C’è qualcosa di quasi tenero, se non fosse così squallido, nello spettacolo di Francesca Albanese, relatrice speciale dell’ONU che ha deciso di svelarci l’ennesima verità rivelata: l’Italia, dichiara impavida, è “complice di genocidio” per aver sostenuto Israele. 
Un copione logoro ma recitato con l’ardore dell’esordiente che non ha ancora capito di essere finita in una pièce senza pubblico, con alle spalle un coro stanco che ripete le stesse accuse, le stesse parole usurate — genocidio, apartheid, colonialismo — e cioè i talismani di chi non sa più distinguere tra vittima e carnefice.

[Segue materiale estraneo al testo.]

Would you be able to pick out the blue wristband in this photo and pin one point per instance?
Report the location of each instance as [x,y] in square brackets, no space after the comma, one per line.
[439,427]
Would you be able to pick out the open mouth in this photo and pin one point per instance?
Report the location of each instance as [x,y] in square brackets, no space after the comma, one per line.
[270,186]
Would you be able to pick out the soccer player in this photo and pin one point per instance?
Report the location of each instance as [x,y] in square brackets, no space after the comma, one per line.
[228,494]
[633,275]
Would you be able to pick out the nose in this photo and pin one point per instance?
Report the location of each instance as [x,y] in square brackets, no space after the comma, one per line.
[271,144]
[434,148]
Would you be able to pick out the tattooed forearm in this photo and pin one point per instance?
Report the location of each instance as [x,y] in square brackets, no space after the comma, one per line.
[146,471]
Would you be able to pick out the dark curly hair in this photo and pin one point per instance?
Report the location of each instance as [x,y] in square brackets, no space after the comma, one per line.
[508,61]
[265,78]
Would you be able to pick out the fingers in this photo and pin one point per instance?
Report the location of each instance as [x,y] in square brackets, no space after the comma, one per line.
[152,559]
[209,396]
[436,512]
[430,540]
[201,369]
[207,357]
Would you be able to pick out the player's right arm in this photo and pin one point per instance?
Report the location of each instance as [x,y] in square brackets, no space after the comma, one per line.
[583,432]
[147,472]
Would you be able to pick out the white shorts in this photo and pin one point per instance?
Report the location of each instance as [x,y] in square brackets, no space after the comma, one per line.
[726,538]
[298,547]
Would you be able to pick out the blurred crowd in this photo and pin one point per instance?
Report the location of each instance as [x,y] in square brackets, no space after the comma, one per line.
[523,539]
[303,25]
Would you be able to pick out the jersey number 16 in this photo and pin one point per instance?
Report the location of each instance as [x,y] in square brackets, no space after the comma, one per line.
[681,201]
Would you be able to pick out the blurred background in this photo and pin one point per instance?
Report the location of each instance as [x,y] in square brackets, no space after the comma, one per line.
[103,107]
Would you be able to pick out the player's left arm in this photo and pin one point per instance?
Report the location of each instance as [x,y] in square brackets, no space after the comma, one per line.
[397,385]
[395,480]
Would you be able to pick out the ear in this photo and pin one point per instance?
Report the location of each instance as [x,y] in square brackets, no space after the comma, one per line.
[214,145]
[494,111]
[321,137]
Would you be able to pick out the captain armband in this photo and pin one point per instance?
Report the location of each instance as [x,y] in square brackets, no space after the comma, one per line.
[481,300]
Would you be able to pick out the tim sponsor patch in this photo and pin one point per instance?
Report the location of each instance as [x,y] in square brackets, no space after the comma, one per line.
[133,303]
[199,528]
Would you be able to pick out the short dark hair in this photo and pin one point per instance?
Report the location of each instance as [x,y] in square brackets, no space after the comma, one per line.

L’Italia, accusata di genocidio per non aver scelto l’abisso del conformismo morale, assiste a questo teatrino con la calma di chi ha già visto tutto: le stesse frasi, le stesse mani alzate, gli stessi occhi lucidi di commozione artificiale. È la commedia dell’odio professionale, dove la realtà è un ostacolo mentre la menzogna è un dovere d’ufficio.
Alla fine, resta solo una donna che scambia il suo rancore per giustizia. Un mestiere rispettabile, se non fosse che di giustizia non c’è traccia, e di odio — ahimè — fin troppo.